P.S. You cannot use any getString() on a Variant containing numeric, as the binary representation of the Variant data depends on it's type, and trying to get a string from what is actually a number would result in garbage -- hence the exception.
This below code works fine to read any celltype but that cell should contain numeric value
new BigDecimal(cell.getNumericCellValue()));
e.g.
ase.setGss(new BigDecimal(hssfRow.getCell(3).getNumericCellValue()));
where variable gss is of BigDecimal type.
Excel will convert anything that looks like a number or date or time from a string. See MS Knowledge base article, which basically suggests to enter the number with an extra character that makes it a string.
You are probably dealing with an Excel problem. When you create the spreadsheet, the default cell type is Generic. With this type, Excel guesses the type based on the input and this type is saved with each cell.
When you later change the cell format to Text, you are just changing the default. Excel doesn't change every cell's type automatically. I haven't found a way to do this automatically.
To confirm this, you can go to Excel and retype one of the numbers and see if it's text in HSSF.
You can also look at the real cell type by using this function,
#Cell("type", A1)
A1 is the cell for the number. It shows "l" for text, "v" for numbers.
The problem with Excel is that the default format is generic.
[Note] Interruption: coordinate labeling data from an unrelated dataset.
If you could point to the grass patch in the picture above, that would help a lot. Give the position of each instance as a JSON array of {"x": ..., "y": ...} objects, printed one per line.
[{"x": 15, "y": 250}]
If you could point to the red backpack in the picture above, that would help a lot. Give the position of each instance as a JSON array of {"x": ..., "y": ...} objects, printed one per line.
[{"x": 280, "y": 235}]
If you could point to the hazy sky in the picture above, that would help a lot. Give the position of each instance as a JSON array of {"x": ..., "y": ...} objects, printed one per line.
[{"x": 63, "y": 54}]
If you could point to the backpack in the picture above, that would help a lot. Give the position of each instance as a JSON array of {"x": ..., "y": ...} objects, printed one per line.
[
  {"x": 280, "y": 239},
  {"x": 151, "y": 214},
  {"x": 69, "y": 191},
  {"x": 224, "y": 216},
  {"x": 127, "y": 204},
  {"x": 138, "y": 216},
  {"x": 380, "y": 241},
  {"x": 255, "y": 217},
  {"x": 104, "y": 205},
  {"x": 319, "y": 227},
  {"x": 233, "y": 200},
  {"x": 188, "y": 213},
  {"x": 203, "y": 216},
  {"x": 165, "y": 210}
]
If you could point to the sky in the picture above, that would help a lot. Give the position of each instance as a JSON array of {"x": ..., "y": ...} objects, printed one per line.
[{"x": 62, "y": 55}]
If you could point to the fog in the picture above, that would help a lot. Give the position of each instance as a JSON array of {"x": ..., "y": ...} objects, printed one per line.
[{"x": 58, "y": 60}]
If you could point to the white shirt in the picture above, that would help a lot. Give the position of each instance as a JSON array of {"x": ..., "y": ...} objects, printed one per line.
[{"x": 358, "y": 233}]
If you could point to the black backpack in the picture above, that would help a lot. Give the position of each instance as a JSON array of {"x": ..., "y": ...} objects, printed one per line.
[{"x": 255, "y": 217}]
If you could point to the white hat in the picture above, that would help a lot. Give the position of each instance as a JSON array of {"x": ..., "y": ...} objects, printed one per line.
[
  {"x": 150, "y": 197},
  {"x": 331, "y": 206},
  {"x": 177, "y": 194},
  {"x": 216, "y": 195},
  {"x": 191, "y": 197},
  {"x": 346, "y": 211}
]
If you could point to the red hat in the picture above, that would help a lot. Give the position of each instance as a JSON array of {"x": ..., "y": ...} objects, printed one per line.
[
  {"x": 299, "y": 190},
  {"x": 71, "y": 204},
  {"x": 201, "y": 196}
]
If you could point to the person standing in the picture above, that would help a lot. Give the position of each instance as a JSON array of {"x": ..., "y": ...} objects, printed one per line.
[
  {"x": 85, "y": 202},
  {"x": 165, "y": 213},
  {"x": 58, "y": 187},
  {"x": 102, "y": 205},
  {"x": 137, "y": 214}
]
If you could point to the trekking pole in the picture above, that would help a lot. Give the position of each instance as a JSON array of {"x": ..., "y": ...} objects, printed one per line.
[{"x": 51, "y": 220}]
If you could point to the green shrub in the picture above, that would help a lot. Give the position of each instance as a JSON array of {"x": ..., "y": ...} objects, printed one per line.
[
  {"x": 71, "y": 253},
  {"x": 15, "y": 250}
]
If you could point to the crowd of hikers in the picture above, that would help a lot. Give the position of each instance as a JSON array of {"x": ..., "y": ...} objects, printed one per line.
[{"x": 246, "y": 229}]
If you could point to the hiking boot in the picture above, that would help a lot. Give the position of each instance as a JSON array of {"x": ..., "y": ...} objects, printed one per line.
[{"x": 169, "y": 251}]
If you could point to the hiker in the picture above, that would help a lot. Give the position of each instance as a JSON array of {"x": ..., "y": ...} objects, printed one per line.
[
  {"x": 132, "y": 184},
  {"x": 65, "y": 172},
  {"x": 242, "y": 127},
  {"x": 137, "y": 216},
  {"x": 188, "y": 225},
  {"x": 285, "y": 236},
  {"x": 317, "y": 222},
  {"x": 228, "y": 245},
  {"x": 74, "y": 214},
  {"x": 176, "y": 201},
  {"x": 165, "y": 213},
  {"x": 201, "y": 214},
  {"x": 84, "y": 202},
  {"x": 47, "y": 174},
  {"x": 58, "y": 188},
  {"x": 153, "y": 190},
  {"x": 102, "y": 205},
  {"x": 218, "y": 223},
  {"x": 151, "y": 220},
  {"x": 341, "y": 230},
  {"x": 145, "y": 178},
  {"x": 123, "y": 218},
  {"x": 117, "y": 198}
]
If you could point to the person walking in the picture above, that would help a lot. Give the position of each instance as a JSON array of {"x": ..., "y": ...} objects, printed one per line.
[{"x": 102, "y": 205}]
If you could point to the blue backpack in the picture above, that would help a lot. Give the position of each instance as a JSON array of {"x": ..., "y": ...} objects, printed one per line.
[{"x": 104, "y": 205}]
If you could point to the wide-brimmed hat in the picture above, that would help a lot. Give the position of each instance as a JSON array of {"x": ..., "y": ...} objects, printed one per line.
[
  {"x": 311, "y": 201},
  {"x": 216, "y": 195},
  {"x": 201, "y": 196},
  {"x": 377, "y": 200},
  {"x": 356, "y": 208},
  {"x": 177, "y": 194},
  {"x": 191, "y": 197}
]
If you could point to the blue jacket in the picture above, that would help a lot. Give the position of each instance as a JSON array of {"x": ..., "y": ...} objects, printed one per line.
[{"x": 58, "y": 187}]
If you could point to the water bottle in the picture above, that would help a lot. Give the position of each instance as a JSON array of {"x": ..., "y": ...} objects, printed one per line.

With this format Excel stores numbers entered in the cell as numeric. You have to change the format to text before entering the values. Reentering the values after changing the format will also work.
That will lead to little green triangles in the left upper corner of the cells if the content looks like a number to Excel. If this is the case the value is really stored as text.
With new BigDecimal(cell.getNumericCellValue()).toString() you will still have a lot of problems. For example if you have identifying numbers (e.g. part numbers or classification numbers) you probably have cases that have leading zeros which will be a problem with the getNumericCellValue() approach.
I try to thoroughly explain how to correctly create the Excel to the party creating the files I have to handle with POI. If the files are uploaded by end users I even have created a validation program to check for expected cell types if I know the columns in advance. As a by-product you can also check various other things of the supplied files (e.g. are the right columns provided or mandatory values).
"The problem is I have values in a cell that look like a number" => look like number when viewed in Excel?
"but really are strings" => what does that mean? How do you KNOW that they really are strings?
"If I look at the format cell" => what's "the format cell"???
'... in Excel, it says the type is "text"' => Please explain.
"Still the HSSF Cell thinks it's numeric." => do you mean that the_cell.getCellType() returns Cell.CELL_TYPE_NUMERIC?
"How can I get the value as a string?" => if it's NUMERIC, get the numeric value using the_cell.getNumericCellValue(), then format it as a string any way you want to.
"If I try to use cell.getRichStringValue, I get exception;" => so it's not a string.
"if cell.toString, it's not the exact same value as in Excel sheet." => so cell.toString() doesn't format it the way that Excel formats it.
Whatever heuristic Excel uses to determine type is irrelevant to you. It's the RESULT of that decision as stored in the file and revealed by getCellType() that matters.